Authored by foad on Feb 26 2020, 7:17 AM.

Diff Detail

Event Timeline

foad created this revision.Feb 26 2020, 7:17 AM
Herald added a project: Restricted Project. · View Herald TranscriptFeb 26 2020, 7:17 AM
arsenm added inline comments.Feb 26 2020, 7:27 AM
llvm/lib/Analysis/ConstantFolding.cpp
1810

This should match the instruction behavior (although I guess we can ignore the bug on SI)

1811–1814

The specs aren't necessarily relevant here, since this just needs to match the instruction behavior. Talking about the min when it isn't here is potentially confusing

foad marked an inline comment as done.Feb 26 2020, 7:46 AM
foad added inline comments.
llvm/lib/Analysis/ConstantFolding.cpp
1810

Is there a good public reference for that? The Vega ISA Reference Guide doesn't go into much detail.

arsenm added inline comments.Feb 26 2020, 7:56 AM
llvm/lib/Analysis/ConstantFolding.cpp
1810

This is always a problem, and no. I just go by this comment:

// V_FRACT is buggy on SI, so the F32 version is never used and (x-floor(x)) is
// used instead. However, SI doesn't have V_FLOOR_F64, so the most efficient
// way to implement it is using V_FRACT_F64.
// The workaround for the V_FRACT bug is:
//    fract(x) = isnan(x) ? x : min(V_FRACT(x), 0.99999999999999999)

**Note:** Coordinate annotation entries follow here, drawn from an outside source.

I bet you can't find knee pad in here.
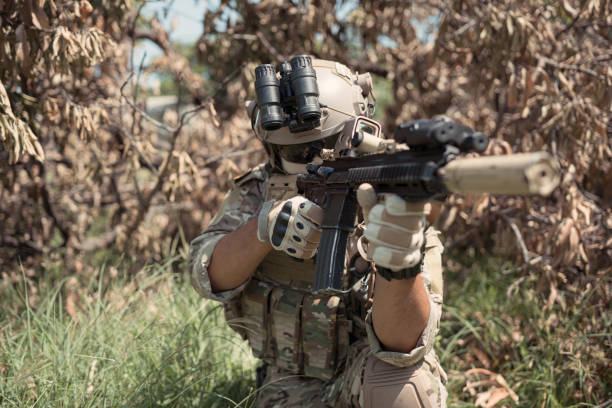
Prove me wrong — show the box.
[363,356,440,408]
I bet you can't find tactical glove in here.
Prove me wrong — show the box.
[357,184,426,279]
[257,196,323,259]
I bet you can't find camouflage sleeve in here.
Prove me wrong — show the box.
[366,228,443,367]
[189,167,266,303]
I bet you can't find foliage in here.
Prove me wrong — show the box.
[0,0,612,405]
[0,262,256,407]
[0,255,611,407]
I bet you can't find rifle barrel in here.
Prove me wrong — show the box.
[438,152,560,196]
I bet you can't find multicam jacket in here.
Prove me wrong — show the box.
[189,165,442,380]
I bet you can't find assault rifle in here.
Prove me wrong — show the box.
[297,117,559,293]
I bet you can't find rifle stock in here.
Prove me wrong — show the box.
[297,119,560,293]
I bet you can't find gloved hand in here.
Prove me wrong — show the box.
[357,184,427,271]
[257,196,323,259]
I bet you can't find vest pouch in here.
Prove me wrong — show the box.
[302,294,344,380]
[241,279,272,358]
[270,287,304,374]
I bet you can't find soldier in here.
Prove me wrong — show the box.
[189,57,446,407]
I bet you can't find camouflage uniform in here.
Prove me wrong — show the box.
[189,165,446,407]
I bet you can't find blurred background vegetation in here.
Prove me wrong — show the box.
[0,0,612,407]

// Convert floor(x) to (x - fract(x))
foad updated this revision to Diff 246767.Feb 26 2020, 9:33 AM
foad marked an inline comment as done.

Implement the OpenCL-like behaviour.

foad marked 3 inline comments as done.Feb 26 2020, 9:33 AM
foad added inline comments.
llvm/lib/Analysis/ConstantFolding.cpp
1810

OK, so it sounds like the (non-buggy) hardware uses the same trick as the OpenCL definition, to avoid ever returning 1.0. I'll try to confirm that on some real hardware.

foad marked 2 inline comments as done.Feb 27 2020, 6:16 AM
foad added inline comments.
llvm/lib/Analysis/ConstantFolding.cpp
1810

I've confirmed this for f16 and f32 types, on some real gfx9 hardware.

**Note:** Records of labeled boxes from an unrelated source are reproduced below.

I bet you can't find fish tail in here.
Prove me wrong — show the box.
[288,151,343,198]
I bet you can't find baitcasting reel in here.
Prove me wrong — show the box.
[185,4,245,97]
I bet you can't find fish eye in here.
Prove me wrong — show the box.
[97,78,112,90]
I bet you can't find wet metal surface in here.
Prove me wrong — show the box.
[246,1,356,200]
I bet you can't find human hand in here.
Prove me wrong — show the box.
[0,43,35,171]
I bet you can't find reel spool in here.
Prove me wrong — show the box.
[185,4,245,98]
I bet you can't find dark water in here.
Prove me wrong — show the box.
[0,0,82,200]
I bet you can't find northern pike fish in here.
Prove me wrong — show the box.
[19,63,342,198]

arsenm accepted this revision.Feb 27 2020, 6:26 AM
This revision is now accepted and ready to land.Feb 27 2020, 6:26 AM
foad marked an inline comment as done.Feb 27 2020, 6:36 AM
foad added inline comments.
llvm/lib/Analysis/ConstantFolding.cpp
1810

... and confirmed for f64 too.

This revision was automatically updated to reflect the committed changes.